A planetary warming perspective also makes it possible to include all kinds of projects for which there was no place in conventional histories, for instance because their designers had unfashionable ideas, which did not align with the themes of their time. A project that comes to mind is Rolf Disch’s Heliotrop in Freiburg im Breisgau (1994). The architecture of the revolving house he designed for himself and his wife perhaps does not stand out among the many great buildings from the 1990s, but its net-plus energy performance and its whole range of integrated sustainable solutions are awesome. Famously, Le Corbusier wrote in the early 1920s in "Vers une architecture", that many architects were blind to the functional beauty of planes, ships and automobiles. He spoke of ‘eyes that do not see’. The words can be echoed and applied to architects, builders, clients and historians, whose eyes (still) do not really want to see the damage architecture is doing. Perhaps for them, the corrective lens of a planetary warming perspective may be helpful. Such a lens would also make it possible to get those projects into focus that are rarely considered as architecture at all because they are too large. Yet they are definitely the product of the same modern can do, ‘growth-and-progress’ mindset as most of our buildings and cities, and they are propelled by the same conviction that humans can control the planet. Hydro dams, land reclamations, canals, irrigation projects, deep and open mining, highways, tunnels through mountains and under rivers and seas. In short, all the mega projects that often dramatically change the earth, such as the Garzweiler II surface mine near Cologne, where despite Germany’s green political ambitions the extraction of brown coal will continue for many years to come.

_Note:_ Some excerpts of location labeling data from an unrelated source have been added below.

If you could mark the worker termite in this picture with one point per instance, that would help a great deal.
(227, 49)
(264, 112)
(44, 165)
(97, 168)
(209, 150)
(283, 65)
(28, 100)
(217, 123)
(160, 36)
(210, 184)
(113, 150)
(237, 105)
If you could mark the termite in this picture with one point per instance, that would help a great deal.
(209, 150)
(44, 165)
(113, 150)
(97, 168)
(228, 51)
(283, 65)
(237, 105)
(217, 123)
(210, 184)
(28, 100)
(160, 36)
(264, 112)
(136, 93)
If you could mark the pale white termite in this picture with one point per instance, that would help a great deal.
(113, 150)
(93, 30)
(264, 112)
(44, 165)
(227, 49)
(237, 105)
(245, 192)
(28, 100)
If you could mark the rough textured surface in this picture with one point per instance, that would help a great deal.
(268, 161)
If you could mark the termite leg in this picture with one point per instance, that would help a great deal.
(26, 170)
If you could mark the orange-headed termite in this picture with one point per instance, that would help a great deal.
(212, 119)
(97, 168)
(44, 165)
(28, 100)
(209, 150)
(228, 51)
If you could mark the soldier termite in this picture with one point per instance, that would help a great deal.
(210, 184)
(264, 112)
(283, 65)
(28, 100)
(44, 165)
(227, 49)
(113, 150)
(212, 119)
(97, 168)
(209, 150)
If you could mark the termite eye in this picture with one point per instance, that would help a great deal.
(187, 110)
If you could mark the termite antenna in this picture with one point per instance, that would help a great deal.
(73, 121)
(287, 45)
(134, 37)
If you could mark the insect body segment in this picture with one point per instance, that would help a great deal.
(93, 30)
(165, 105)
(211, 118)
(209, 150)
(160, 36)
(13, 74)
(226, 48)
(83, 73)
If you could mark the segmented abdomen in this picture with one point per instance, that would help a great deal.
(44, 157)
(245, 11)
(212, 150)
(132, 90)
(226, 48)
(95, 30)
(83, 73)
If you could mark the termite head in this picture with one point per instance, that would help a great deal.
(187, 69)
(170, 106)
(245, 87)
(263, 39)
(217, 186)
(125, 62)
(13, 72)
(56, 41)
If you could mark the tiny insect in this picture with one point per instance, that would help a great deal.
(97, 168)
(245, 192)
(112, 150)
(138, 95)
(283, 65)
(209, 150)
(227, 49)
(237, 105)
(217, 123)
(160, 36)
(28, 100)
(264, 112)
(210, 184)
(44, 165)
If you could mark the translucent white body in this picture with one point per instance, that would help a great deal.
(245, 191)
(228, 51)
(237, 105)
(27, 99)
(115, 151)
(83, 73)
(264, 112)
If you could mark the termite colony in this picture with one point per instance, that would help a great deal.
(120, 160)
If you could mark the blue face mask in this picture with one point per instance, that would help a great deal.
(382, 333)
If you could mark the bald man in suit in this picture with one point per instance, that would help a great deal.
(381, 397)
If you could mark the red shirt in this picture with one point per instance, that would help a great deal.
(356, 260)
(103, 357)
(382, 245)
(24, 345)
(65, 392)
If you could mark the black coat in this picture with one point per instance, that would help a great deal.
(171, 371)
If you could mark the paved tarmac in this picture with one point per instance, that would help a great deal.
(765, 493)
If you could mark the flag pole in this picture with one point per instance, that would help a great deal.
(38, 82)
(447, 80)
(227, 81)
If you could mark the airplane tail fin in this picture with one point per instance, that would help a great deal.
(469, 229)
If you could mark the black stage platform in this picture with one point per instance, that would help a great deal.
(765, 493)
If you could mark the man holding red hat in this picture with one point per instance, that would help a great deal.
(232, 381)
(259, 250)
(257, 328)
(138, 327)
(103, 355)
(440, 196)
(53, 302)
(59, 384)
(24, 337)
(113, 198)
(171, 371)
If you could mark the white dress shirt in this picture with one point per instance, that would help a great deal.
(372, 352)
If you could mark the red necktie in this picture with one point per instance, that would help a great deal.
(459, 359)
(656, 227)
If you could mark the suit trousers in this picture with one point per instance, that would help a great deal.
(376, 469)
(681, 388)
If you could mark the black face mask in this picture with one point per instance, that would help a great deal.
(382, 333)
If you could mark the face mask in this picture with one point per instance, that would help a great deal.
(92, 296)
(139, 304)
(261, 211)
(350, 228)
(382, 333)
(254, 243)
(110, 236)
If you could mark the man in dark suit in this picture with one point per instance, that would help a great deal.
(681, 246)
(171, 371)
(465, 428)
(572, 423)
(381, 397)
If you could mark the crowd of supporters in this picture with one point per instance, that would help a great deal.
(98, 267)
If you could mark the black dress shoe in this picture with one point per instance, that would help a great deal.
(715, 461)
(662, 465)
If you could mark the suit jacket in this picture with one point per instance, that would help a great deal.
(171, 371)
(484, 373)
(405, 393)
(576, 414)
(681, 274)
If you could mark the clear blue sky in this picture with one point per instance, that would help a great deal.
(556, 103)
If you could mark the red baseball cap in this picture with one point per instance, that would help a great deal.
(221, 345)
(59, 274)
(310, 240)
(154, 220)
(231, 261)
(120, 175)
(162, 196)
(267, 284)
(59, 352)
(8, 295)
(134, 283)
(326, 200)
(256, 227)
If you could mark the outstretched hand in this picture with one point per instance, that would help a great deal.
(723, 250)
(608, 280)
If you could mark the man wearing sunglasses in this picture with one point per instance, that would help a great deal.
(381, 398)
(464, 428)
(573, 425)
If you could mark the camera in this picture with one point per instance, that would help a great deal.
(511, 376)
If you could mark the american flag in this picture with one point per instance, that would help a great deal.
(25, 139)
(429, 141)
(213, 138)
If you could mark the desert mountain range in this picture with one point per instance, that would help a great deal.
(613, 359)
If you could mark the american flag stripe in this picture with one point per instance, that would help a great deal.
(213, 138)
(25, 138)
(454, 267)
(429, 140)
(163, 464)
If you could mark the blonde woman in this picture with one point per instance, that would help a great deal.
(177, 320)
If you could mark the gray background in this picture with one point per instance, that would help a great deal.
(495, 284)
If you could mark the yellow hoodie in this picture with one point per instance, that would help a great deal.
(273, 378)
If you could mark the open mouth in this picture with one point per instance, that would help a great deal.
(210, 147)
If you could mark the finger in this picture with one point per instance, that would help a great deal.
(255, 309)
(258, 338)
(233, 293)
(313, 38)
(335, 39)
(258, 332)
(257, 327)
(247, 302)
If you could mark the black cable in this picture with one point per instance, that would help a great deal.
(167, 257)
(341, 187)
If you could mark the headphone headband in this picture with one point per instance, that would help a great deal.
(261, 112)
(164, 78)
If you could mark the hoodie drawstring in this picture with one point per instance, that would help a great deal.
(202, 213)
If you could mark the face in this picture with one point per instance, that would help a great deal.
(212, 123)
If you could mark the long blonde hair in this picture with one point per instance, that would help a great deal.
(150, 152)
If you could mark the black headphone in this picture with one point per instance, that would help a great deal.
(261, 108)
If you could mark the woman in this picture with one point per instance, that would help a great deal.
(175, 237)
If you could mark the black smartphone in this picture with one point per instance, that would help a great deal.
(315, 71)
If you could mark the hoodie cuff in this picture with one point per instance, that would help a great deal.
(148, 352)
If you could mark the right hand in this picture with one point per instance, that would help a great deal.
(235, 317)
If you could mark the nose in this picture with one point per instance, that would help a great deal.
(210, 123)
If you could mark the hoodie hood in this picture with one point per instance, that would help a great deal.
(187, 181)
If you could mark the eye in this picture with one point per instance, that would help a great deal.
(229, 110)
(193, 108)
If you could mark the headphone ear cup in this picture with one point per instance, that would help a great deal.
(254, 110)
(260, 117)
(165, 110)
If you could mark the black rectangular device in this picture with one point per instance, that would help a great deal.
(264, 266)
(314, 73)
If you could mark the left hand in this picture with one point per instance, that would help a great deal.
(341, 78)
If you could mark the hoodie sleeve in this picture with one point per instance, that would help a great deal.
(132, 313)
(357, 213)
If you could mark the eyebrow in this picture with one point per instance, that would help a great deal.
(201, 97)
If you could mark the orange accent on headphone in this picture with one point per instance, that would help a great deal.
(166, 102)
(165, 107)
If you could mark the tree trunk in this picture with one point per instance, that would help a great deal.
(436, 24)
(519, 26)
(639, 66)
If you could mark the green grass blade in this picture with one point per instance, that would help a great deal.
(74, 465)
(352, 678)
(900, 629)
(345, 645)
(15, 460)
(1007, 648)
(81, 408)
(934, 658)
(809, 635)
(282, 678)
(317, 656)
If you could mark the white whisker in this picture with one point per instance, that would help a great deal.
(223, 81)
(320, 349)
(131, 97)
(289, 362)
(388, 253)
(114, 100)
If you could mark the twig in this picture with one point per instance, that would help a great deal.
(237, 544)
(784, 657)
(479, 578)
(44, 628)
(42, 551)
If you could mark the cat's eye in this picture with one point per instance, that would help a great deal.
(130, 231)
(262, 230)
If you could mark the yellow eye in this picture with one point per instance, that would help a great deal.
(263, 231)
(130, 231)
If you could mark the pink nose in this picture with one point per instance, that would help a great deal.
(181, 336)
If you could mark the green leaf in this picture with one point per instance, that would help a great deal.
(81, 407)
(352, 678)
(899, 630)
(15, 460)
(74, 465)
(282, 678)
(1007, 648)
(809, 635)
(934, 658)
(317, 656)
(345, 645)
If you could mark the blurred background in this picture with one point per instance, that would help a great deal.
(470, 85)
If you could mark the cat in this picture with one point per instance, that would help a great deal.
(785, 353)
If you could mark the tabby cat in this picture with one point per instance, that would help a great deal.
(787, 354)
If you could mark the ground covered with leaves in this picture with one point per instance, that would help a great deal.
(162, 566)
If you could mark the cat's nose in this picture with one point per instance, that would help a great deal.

Le Corbusier chapel in Ronchamp and Garzweiler II may seem worlds apart in terms of artistic creativity, just as one hundred years ago the distance between ’serious’ architecture and a car may have seemed enormous for anyone without eyes that could actually see the connection. For eyes that do not see: they are equal parts of a planetary warming history of European architecture.
Vita
Hans Ibelings is a Dutch architectural historian and critic. He teaches at the Daniels Faculty of Architecture, Landscape, and Design of the University of  Toronto, and is the publisher and editor of the Architecture Observer. Later this year he will publish „Modern Architecture: A Planetary Warming History“.